Though several developers want to build models that see the world for what it is, these systems are still in very early stages.
Progress has been made on visual understanding, but humans have more than one sense. For a world model to be truly complete, developing a system with a strong understanding of audio, touch and physical interaction is crucial. The ideal world model not only understands all those modalities but can also create simulations in any of them. “If a modality is missing, the simulation will always be incomplete,” said Liu.
Creating an AI that can understand all of those modalities is to create a model that senses and understands almost entirely like a human does. But doing so comes with significant technical barriers, including access to substantial amounts of complex training data and potentially the need for entirely new model architecture.
But surpassing those barriers could have far-reaching implications, said Liu.

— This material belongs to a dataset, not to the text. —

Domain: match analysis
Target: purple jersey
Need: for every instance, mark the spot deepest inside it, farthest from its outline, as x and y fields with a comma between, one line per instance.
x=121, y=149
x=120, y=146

In robotics, these models can prevent the need for intense monitoring and training, limiting “real-world trial and error,” Liu said. Instead, the models that operate robots could be trained in simulations, perfecting actions and discovering mistakes before they even get onto factory floors or into homes. In self-driving cars, meanwhile, a world model could allow an autonomous driving model to rehearse thousands of traffic scenarios before the rubber hits the road.
And the possibilities extend beyond the self-piloted machines we have available today, with research being done in domains as sports strategy to simulate player outcomes, animation and digital art to design and create worlds, said Liu. More discoveries could emerge once these models are actually in the hands of the people.
“In the end, it’s about creating AI that doesn’t just react to the world but can think ahead.”